Zachary and Muriel move into a farmhouse in rural Vermont. Unbeknownst to them the house is still inhabited by the ghost of Simon, the previous inhabitant. Simon spends his days replaying his marriage in his own mind, while also engaging in occasionally intimate observation of the new homeowners. But soon the crisis of a missing child, a local eleven-year-old, threatens the tenuous domestic equilibrium.
Howard Norman writes elegant prose—but really, that's because everything about Howard Norman is elegant ... Many a domestic-thriller writer would have taken this fabulous conceit and used it in constructing an unbearably taut tale of psychological angst.

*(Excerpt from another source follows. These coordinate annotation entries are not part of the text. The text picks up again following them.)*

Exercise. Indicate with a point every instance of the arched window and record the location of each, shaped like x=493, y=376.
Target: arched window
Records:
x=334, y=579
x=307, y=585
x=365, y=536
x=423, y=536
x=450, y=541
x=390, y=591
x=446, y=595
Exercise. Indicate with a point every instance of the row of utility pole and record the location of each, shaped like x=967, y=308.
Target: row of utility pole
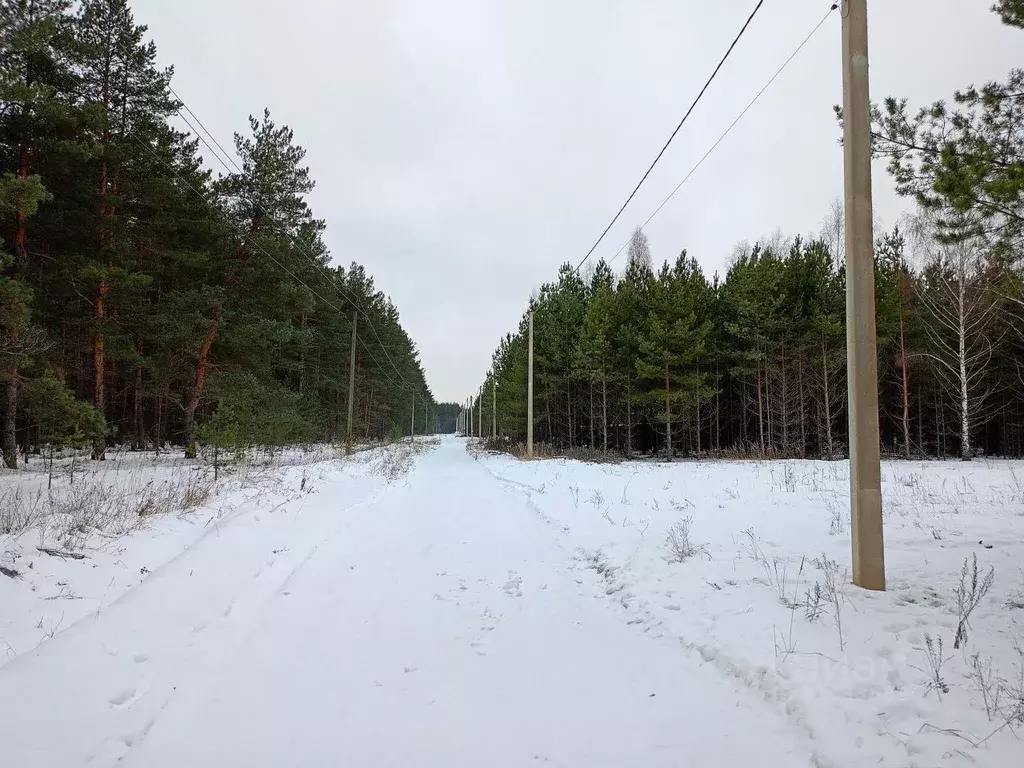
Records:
x=865, y=471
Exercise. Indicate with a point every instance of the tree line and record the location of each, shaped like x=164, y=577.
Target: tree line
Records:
x=145, y=300
x=754, y=363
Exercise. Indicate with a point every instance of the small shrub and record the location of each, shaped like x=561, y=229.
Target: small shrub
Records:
x=980, y=674
x=969, y=593
x=935, y=660
x=679, y=544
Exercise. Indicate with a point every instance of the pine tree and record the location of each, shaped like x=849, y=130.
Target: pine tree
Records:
x=674, y=341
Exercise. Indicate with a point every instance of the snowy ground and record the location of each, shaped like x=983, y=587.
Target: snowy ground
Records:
x=448, y=608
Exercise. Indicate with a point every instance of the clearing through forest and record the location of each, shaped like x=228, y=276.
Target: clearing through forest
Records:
x=451, y=608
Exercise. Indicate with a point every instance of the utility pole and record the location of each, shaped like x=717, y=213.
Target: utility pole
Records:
x=351, y=384
x=865, y=469
x=529, y=393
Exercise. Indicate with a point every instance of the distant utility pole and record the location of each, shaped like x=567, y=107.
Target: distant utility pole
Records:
x=351, y=383
x=529, y=393
x=865, y=470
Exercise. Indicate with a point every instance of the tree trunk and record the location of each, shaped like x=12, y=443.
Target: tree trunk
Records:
x=593, y=434
x=20, y=254
x=718, y=411
x=158, y=432
x=784, y=398
x=604, y=411
x=98, y=342
x=827, y=399
x=10, y=423
x=629, y=419
x=202, y=369
x=98, y=370
x=905, y=387
x=139, y=441
x=803, y=400
x=761, y=412
x=668, y=415
x=965, y=413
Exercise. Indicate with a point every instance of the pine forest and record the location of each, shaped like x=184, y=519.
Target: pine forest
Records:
x=144, y=299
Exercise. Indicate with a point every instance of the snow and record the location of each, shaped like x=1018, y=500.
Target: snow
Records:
x=437, y=606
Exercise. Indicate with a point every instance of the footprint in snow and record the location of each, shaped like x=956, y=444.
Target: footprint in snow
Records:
x=513, y=587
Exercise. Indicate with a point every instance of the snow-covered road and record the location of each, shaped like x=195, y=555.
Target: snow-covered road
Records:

But Norman is after different game—not better, necessarily, just different. The Ghost Clause has myriad elements that could spark mystery, investigation, or terror ... Simon is a far from perfect spouse, novelist, or narrator, but he hasn't given up on life's goodness and pleasures. As he guides you through a season in Adamant, you may find yourself dreaming about taking a sabbatical up north.
Certainly these elements—erotic, comic, oddball, even genuinely unsettling—are more than seductive. If only The Ghost Clause built on them to deliver what it at first seems to promise: a spooky and heartfelt tale of love and loss, of two marriages linked by the bones of an old house. Instead, bafflingly, Norman decides to throw a lot of other, less engaging, plotlines into the mix ... the central relationships barely change; the farmhouse itself is dropped for pages on end; so many threads that ought to be satisfyingly woven together seem to miss their connections. And the tangents don’t help ... It’s a pity, because Norman’s evocation of that emotionally and temporally elastic space between life and death, the 'ongoingness,' is hypnotic. I’d have liked fewer wacky diversions and more of the shivery, disruptive unease that worked so well in the opening chapter and almost brought me to tears in Norman’s haunting final paragraph.
...the whodunit plot operates at a simmer ... Norman is striving to change our concept of the afterlife—not as something that is the opposite of living, but its palimpsest, its echo. Death delivers us not to heaven or hell but to the library. And aren’t books, like ghosts, echoes of our lives? In tweaking our conception of the afterlife, Norman is abandoning the ghost story as we’ve been conditioned to understand it ... The melancholic mood thickens in The Ghost Clause, as Simon, Lorca, Zachary, and Muriel contemplate their losses (the missing child, the miscarriage, Simon himself). Yet the novel’s trajectory also ultimately stabilizes the mood, as Corrine’s case is resolved and the nature of Simon’s presence becomes clearer. This isn’t the same thing as saying the novel has a happy ending...it simply acknowledges the push and pull of joy and loss.